Here we continue the caffeine ANOVA we used in the one-way ANOVA module. As I mentioned, ordinarily I would read the data using a .csv file. Dependent variable is test scores on an exam, the independent variable is caffeine consumption (group1 = control, group2=mild caffeine, group3=heavy caffeine).

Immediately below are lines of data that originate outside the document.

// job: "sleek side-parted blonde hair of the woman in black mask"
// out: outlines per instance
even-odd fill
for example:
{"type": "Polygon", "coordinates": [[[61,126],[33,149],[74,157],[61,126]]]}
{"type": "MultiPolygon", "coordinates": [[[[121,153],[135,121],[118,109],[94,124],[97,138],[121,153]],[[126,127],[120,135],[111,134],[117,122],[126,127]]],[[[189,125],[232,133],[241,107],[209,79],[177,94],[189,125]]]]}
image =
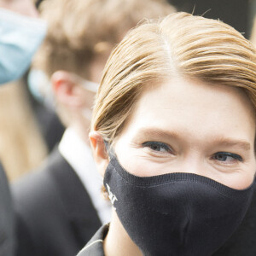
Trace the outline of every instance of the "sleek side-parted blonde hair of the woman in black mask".
{"type": "Polygon", "coordinates": [[[173,76],[239,87],[256,108],[255,54],[253,44],[220,20],[186,13],[149,20],[129,32],[110,55],[91,130],[113,143],[144,86],[173,76]]]}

Testscore <- c(75, 77, 79, 81, 83, 80, 82, 84, 86, 88, 70, 72, 74, 76, 78)
Group <- c(1, 1, 1, 1, 1, 2, 2, 2, 2, 2, 3, 3, 3, 3, 3)
main.data <- data.frame(Testscore, Group)
main.data$Group <- as.factor(main.data$Group) # need to have this a factor for analysis
str(main.data)
## 'data.frame':    15 obs. of  2 variables:
##  $ Testscore: num  75 77 79 81 83 80 82 84 86 88 ...
##  $ Group    : Factor w/ 3 levels "1","2","3": 1 1 1 1 1 2 2 2 2 2 ...

Run the analysis of variance:

attach(main.data)
## The following objects are masked _by_ .GlobalEnv:
## 
##     Group, Testscore
caff.res <- aov(Testscore ~ factor(Group))

Note that we used ‘aov’ instead of ‘lm’ for the program. If you use ‘lm,’ you will get an error, because the TukeyHSD program does not know how to use the lm results. So ‘aov’ for analysis of variance. The aov program apparently produces Type I or II sums of squares, so if you have a multiple factor study with unbalance (unequal) cell sizes, you could have a problem. If you have a one-way ANOVA or an orthogonal factorial, all the types of sums of squares are equal, so no problem. Not a problem for this example.

Tukey.means <- TukeyHSD(x=caff.res, 'factor(Group)', conf.level=0.95)
Tukey.means
##   Tukey multiple comparisons of means
##     95% family-wise confidence level
## 
## Fit: aov(formula = Testscore ~ factor(Group))
## 
## $`factor(Group)`
##     diff         lwr        upr     p adj
## 2-1    5  -0.3357273 10.3357273 0.0670199
## 3-1   -5 -10.3357273  0.3357273 0.0670199
## 3-2  -10 -15.3357273 -4.6642727 0.0008342
plot(Tukey.means)

We have alpha = .05 by default, which is adjusted for multiple comparisons by Tukey’s test. It ouputs the confidence intervals and p-values for each comparison. It also produces a graph of differences if you ask for the plot.